Women pay 150 pounds ($300) for a six-week course in each of a dozen venues, Wright says, and she estimates there are more than 2,000 students a year. Over at the London Academy of Pole Dancing, where Gibbs is becoming a trainer, the maximum charge is 130 pounds for six weeks. Venues include the LA Fitness gym on Leadenhall Street, where Gibbs demonstrates a few moves using a portable pole.
``No woman in the world is comfortable with herself,'' says Melissa Gray, who founded the academy with her friend and business partner Alexe Woods almost two years ago. ``In week one, everyone's in track suits, by week two everyone's chilling out a bit. In week three, everyone's running around in hot pants.''
Black Shorts
I turn my back as Gibbs changes into her outfit of black shorts and top. She works at Kleinwort Benson, the London-based private bank owned by Allianz SE, Europe's biggest insurer. What do her colleagues at the bank make of her hobby, I wonder. Do they ask if they can watch her perform?
``No, they're very reserved: senior executive private bankers and the people I deal with are at the senior levels, so they've never asked anything untoward about my classes,'' she says.

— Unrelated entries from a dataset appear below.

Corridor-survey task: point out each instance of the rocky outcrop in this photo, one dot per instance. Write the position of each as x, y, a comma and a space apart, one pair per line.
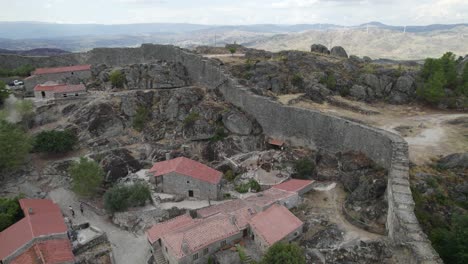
339, 51
319, 48
237, 123
457, 160
117, 163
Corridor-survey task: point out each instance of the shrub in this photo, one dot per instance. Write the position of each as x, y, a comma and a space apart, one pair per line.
87, 176
4, 93
121, 197
10, 212
305, 168
297, 80
229, 175
191, 118
329, 80
15, 145
142, 115
117, 79
55, 141
281, 253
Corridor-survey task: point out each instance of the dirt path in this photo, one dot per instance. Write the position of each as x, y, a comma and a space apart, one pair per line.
427, 131
328, 201
127, 247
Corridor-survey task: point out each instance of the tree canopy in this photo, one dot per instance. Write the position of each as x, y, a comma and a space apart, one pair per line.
87, 176
284, 253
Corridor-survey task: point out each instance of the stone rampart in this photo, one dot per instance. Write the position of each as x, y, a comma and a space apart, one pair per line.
301, 127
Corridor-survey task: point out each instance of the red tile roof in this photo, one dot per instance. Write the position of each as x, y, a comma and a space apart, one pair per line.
158, 230
60, 88
200, 234
275, 142
42, 218
275, 223
189, 168
47, 252
75, 68
293, 185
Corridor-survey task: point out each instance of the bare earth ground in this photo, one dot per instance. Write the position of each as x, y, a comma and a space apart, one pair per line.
126, 246
326, 203
426, 130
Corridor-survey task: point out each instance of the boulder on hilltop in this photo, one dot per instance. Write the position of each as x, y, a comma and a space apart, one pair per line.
319, 48
339, 51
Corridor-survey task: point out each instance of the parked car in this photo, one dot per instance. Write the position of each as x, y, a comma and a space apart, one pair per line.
16, 83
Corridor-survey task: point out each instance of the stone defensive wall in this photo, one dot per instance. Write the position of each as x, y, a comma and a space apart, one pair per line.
300, 127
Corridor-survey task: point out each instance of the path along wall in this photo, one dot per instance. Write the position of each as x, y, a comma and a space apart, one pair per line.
302, 127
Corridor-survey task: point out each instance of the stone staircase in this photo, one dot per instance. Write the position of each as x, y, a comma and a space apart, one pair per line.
159, 257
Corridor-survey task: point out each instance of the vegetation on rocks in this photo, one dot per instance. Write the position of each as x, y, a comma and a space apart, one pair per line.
441, 195
252, 185
87, 176
305, 168
10, 212
15, 145
440, 80
117, 79
141, 117
4, 93
284, 253
55, 141
121, 197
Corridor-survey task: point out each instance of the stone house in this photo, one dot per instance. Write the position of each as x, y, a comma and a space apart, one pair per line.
187, 177
59, 91
40, 237
69, 74
263, 217
273, 225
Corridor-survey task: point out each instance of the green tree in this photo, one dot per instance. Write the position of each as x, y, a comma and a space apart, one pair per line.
117, 79
120, 197
232, 50
10, 212
284, 253
15, 145
450, 69
305, 168
452, 244
4, 92
87, 176
55, 141
433, 90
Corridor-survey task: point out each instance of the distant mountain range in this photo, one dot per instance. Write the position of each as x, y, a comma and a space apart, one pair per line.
373, 39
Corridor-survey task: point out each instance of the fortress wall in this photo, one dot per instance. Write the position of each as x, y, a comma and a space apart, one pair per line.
301, 127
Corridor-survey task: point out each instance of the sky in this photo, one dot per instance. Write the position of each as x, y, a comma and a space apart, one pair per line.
237, 12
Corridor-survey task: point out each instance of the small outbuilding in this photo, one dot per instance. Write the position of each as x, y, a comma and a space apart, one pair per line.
187, 177
59, 91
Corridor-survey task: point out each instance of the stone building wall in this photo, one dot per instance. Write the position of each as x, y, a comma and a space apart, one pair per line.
180, 184
302, 127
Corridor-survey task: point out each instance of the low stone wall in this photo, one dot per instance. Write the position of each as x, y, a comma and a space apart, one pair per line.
300, 127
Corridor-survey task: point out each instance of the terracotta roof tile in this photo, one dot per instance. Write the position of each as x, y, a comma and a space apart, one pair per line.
158, 230
200, 234
275, 223
61, 88
293, 185
75, 68
189, 168
42, 218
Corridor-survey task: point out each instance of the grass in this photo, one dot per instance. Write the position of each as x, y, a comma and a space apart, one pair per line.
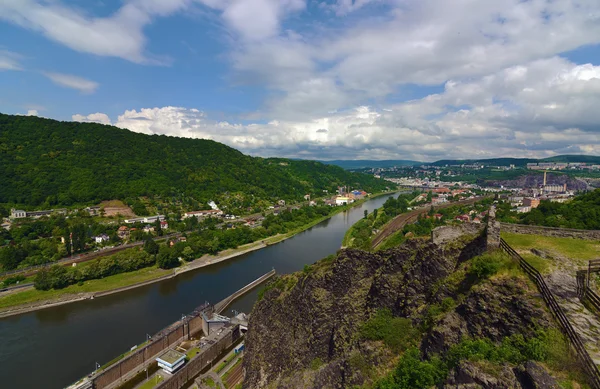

``When I was bringing in my dancing bag, I preferred to make it clear from the start: yes, I'm a pole-dancing teacher; yes I do it for fitness; no I don't do it in nightclubs and I teach ladies and it's fun. From there I could talk about it openly and they're all fine with it at work. It's brilliant. I'm me at work and people like me for who I am and the things that I enjoy doing.''
Duncan Bannatyne, who owns the Bannatyne's Health Club fitness chain, including a branch in Tower 42 in the City, says he has refused to allow pole-dancing classes on his premises.
``I've been approached about letting my clubs be used but I've said no on the grounds it sounds a bit close to the exploitation of women,'' Bannatyne said in a March 20 interview in the British chef Gordon Ramsay's restaurant outside Paris, where Bannatyne was attending an opening dinner.
Wright, of Pole Secrets, says he's got it wrong.
``We have mixed classes so I don't see how we could be exploiting women,'' she says. ``Anyway, the women choose to come along to us for fun. No one is forcing them.''
Dance Parties
Alexe Woods of the London Academy agrees and says it's a bit of fun for women, who also like to attend pole-dancing parties.
``It's a cheeky thing to try,'' she says. ``Kate Moss, Angelina Jolie -- all these sorts of people are doing it. Britney Spears. The Spice Girls did their tour with pole dancing, so it's really starting to become something. You've got Madonna doing it, too, Pamela Anderson.''
``We also teach lap dancing but it's fairly sedate,'' Gray says. ``It's nothing too raunchy. It's more burlesque -- a bit of cheeky chair-dancing and rolling round the floor.''
(Richard Vines writes for Bloomberg News. The opinions expressed are his own.)